Like thousands who have headed south as the war escalates, she says life for ordinary Tamils in Colombo is getting worse.
Tamils complain of frequent raids, arbitrary detentions and harassment by the police and army, which are dominated by the island’s ethnic Sinhalese majority.
Tamils, whose national identity cards are written in Tamil, are segregated at checkpoints for a lengthy grilling sometimes.
The Tigers have been blamed for a string of bomb attacks targeting the public transport network in recent months as the military has intensified pressure on the rebels’ de facto mini-state.

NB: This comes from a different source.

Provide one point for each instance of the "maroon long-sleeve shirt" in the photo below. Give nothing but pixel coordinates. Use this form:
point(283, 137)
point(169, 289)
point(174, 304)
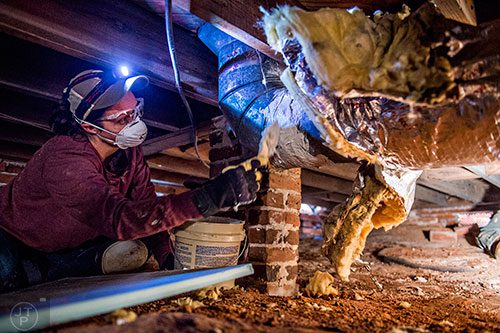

As Sri Lanka’s hawkish Defence Secretary Gotabhaya Rajapakse said this week, “each and every Tamil is not a terrorist – but 99 per cent of the terrorists are Tamils.”
Tamil visitors to Colombo need to register with police, who are fearful of LTTE suicide bombers or assassins infiltrating the city of around 650,000 people.
Police also carried out a new census of Tamils living in Colombo on Sunday, concluding more than 36,000 had entered the city in the past five years.
Most members of the minority community complain that Sunday’s forced registration was unfair and unlawful.
“It’s nothing but harassment,” said P. Jesudasan, an IT executive from the northern district of Jaffna who has been living in the capital for nearly five years.
“I had already registered with the police. But I went for the census because I didn’t want to be harassed the next time police searched my house or stopped me at a checkpoint,” Jesudasan said.
Police have also begun asking Tamils living in hostels to return to their villages in the embattled north and east. The defence ministry recently said long-term visitors were a “security threat” to government forces.
Sri Lanka’s chief justice Sarath Silva on Monday said the forcible eviction was illegal, after a local rights group – the Centre for Policy Alternatives – brought it to his notice in court.
The Supreme Court last year criticised police for expelling 300 Tamils, and ordered authorities to bus them back to the city.
But for Tamil businessman M. Thavarasa, the recent crackdown is a part of a wider pattern of abuses his community has to endure.
Tamil-populated neighbourhoods in Colombo are often cordoned off and swept by security forces, and Tamils have complained of mass arrests.
“My shop is raided. Staff questioned. Police and army always ask us if we are LTTE sympathisers,” Thavarasa said. “We are not Tiger supporters. But they violate our basic human rights by asking us these questions.”